The report, compiled by a group of six media, economic and workplace-relations experts led by Haifa University’s Dr. Roei Davidson, concluded that institutional barriers are hampering efforts being made by various business organizations to cover business in a more creative and critical manner.

Pointing out that the five major Hebrew language news and business dailies (Yediot Aharonot, Ma’ariv, Ha’aretz, Israel Hayom and Globes) are owned by a few powerful businessmen, the report said Israel needed to follow the example of the United States, where it claimed the financial press has flourished since the global financial crisis.

“There should be an effort to strengthen public media organizations alongside the existing commercial media through public funding (for example, via a license fee) and philanthropic funding,” the report said. “Such organizations would not replace the commercial media, but as seen from the situation in the US, could contribute to more pluralistic financial discourse.

“Most importantly, they could pave the way for a more ‘muscular’ investigative financial press, which requires considerable resources and layers of insulation from outside influences.”

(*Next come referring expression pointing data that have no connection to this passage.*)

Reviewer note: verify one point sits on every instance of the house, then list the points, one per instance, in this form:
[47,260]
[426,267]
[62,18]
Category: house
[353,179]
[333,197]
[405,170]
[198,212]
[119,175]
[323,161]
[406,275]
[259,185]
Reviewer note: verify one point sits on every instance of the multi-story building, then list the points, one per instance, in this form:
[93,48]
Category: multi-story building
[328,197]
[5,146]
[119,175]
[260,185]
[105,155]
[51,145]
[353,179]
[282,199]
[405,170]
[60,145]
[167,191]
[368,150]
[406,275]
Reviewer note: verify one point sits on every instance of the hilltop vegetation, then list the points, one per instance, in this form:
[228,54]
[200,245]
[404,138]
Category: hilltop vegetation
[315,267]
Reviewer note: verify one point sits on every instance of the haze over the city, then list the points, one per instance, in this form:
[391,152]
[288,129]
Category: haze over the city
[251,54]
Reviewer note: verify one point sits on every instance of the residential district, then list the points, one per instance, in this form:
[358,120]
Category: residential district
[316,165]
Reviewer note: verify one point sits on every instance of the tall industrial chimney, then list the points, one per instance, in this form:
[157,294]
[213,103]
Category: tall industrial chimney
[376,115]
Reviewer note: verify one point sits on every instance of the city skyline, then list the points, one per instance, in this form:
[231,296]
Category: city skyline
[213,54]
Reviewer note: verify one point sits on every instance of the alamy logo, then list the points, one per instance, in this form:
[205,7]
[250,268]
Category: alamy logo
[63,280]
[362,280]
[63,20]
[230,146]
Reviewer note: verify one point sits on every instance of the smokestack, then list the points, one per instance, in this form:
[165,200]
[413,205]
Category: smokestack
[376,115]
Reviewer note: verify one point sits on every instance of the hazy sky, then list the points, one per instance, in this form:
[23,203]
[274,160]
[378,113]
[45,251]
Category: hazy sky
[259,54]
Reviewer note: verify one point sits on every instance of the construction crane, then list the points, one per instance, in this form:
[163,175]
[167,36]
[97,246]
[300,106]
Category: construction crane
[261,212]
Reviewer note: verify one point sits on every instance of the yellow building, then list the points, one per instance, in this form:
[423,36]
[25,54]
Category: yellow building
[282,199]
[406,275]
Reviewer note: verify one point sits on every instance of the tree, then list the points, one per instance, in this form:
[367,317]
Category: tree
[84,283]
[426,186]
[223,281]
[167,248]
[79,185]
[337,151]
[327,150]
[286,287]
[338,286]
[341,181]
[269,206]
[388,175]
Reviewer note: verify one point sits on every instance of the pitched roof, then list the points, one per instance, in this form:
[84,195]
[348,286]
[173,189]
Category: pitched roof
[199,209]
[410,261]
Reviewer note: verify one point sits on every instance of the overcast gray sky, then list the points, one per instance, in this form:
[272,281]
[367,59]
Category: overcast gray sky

The report urged existing media organizations to invest more in employee training and wages, saying it would improve their products in the long run. It said it recognized the importance of recent attempts by journalists to unionize, adding that such an initiative would not only improve employee bargaining power but also improve the quality of business journalism.

An IDI poll conducted ahead of the conference found that only 40.8 percent of university-educated people and 27.4% of non-university educated people believe the media are objective. The poll also found that 44.9% of Jews believe the financial press is objective, as opposed to only 10% of Arabs.